À l’appel de l’union locale CGT Alès, nous étions environ 200 personnes, appuyés par différents syndicats – la CNT, FO, FSU, Solidaires – la LDH et des forces politiques – LO, NPA, PCF, POI et différents éluEs et citoyenNEs.

Sébastien est connu pour avoir animé une lutte à Fabio Lucci en 2006 et être un élu du PCF dans la commune de Cendras. Mais la raison qui l'a amené devant le tribunal est un prétendu jet d’œuf qui aurait traumatisé 12 flics au moment de l’une des manifestations contre la réforme des retraites en 2010.

Criminalisation de la contestation
  
Après une première relaxe au tribunal d’Alès et sur appel du procureur de la République, le « jugement » a donc été rendu. Sébastien a ainsi écopé de 2 mois de prison avec sursis, 1 000 euros d’amende, 100 euros à chaque partie civile et 5 ans d’inéligibilité. À cela s’ajoutent 100 euros qu'il devra verser à chacun des douze policiers qui auraient été atteints par le « projectile ». Tout ça pour un œuf…
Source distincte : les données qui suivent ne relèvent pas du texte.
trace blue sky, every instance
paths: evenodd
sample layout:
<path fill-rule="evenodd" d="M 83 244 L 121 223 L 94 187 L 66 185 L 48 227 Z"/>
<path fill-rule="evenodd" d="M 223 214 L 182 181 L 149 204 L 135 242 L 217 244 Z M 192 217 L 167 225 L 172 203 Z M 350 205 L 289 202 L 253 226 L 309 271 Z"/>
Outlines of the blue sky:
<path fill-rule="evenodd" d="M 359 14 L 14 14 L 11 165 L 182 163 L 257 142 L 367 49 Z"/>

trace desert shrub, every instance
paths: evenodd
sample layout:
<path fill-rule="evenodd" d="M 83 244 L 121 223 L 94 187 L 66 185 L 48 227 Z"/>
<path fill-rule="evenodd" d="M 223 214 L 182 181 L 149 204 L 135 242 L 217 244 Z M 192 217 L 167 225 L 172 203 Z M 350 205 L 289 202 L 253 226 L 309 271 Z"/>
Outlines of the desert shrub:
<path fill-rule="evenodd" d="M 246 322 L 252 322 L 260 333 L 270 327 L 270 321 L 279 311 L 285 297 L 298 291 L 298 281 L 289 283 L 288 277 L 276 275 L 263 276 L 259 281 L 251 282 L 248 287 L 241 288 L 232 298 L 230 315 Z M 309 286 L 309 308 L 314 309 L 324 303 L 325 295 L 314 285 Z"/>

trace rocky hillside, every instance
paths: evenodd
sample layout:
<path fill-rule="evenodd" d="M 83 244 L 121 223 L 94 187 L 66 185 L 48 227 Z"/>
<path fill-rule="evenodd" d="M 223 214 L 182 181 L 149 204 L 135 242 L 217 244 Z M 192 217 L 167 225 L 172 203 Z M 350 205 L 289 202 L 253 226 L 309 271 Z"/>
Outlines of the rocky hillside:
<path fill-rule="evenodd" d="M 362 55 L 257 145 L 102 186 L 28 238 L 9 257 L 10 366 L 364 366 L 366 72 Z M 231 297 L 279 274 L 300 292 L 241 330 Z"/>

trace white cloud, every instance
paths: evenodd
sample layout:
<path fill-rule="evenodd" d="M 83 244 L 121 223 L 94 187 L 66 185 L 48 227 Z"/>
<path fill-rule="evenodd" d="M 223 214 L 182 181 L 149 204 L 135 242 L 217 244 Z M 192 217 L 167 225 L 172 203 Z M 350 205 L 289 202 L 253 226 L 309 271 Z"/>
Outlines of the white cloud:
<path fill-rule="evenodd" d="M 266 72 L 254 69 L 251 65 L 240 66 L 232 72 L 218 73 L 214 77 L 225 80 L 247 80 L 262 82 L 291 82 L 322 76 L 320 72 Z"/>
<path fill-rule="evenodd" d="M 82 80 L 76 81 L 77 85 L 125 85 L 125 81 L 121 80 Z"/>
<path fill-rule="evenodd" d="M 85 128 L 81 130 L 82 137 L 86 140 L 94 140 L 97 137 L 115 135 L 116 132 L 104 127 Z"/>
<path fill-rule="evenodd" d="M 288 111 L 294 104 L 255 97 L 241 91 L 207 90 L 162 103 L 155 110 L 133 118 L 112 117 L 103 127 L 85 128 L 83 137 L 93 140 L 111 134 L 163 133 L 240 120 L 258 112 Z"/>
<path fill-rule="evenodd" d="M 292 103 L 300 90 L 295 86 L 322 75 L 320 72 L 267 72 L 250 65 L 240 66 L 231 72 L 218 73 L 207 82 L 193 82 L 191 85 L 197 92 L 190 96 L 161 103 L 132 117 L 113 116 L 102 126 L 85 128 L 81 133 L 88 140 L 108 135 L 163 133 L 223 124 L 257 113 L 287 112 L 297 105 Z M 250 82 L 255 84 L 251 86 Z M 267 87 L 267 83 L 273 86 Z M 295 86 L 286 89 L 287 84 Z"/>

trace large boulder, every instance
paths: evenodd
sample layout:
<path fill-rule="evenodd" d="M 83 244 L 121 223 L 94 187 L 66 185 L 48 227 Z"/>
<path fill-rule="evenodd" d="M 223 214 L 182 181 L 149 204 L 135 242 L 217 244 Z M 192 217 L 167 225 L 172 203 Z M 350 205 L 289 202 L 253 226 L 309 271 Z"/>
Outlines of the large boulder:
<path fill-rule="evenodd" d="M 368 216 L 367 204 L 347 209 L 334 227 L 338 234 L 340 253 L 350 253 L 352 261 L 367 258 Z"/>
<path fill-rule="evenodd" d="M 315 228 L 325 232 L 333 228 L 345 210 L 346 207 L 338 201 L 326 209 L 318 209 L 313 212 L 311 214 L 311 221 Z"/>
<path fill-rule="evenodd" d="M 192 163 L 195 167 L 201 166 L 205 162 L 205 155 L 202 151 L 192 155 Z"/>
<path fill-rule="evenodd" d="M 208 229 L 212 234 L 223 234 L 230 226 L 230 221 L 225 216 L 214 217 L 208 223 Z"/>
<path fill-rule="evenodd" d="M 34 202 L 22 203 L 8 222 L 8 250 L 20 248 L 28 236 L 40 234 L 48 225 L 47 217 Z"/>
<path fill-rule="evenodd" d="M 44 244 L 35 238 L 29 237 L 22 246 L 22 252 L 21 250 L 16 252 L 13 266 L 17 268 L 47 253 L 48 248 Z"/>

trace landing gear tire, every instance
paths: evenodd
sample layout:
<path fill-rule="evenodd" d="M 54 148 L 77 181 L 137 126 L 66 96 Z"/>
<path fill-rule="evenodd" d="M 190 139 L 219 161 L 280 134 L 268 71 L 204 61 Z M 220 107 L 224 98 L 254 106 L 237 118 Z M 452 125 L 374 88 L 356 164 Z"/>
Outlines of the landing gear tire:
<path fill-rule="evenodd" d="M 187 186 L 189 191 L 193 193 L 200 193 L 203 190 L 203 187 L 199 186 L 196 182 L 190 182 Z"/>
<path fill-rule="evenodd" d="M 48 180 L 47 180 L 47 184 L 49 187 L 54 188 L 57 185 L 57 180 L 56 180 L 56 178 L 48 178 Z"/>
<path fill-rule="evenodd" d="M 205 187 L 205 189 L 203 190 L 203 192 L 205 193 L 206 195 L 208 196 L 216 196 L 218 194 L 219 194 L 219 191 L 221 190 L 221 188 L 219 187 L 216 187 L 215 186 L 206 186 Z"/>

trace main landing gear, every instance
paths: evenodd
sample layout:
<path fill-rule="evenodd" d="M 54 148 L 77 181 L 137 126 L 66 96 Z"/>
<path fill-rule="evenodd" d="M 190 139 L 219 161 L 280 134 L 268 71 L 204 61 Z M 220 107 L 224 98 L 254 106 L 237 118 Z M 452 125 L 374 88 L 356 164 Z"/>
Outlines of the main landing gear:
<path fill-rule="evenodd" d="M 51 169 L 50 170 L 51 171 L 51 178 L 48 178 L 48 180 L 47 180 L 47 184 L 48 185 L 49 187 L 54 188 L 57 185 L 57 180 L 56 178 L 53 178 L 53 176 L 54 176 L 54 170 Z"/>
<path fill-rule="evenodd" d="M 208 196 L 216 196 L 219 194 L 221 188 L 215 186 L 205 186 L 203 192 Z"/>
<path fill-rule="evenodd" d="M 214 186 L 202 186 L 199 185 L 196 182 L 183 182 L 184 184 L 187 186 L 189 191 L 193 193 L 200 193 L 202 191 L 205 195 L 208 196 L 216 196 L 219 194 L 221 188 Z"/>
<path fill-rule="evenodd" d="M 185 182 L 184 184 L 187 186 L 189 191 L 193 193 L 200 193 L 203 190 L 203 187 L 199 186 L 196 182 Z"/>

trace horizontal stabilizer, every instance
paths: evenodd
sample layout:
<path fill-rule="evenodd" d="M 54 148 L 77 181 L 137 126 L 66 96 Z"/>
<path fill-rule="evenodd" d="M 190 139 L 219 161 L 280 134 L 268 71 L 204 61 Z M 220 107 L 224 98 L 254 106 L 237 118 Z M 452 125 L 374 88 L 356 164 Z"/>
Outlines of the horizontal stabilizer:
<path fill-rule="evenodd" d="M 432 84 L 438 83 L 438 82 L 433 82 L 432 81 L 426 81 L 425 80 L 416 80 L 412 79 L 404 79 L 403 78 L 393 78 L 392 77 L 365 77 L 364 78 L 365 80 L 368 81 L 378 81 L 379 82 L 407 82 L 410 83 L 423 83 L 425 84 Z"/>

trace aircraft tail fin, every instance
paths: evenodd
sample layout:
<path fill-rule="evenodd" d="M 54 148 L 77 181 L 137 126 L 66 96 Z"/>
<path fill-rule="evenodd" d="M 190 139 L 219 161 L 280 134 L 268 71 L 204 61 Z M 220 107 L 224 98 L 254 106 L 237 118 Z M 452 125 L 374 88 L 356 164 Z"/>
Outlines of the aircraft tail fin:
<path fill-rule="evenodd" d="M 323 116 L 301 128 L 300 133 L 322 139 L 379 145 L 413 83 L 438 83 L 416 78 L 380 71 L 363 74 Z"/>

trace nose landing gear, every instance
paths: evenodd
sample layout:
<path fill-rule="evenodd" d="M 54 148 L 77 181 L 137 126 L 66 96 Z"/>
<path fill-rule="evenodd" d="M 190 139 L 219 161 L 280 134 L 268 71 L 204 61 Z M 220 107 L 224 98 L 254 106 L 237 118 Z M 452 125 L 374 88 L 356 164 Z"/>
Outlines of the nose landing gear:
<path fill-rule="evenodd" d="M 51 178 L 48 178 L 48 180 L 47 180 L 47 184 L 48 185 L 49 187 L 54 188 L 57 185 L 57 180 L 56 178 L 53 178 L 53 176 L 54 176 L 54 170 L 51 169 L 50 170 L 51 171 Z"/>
Sébastien et ses camarades ont décidé de faire appel devant la Cour de cassation. Le NPA est totalement solidaire de ce combat qui n'est pas fini. Une condamnation qui s’inscrit bien dans la volonté de ministre de l’intérieur Manuel Valls de réprimer celles et ceux qui se battent contre la politique de casse sociale d’un gouvernement aux ordres du Medef.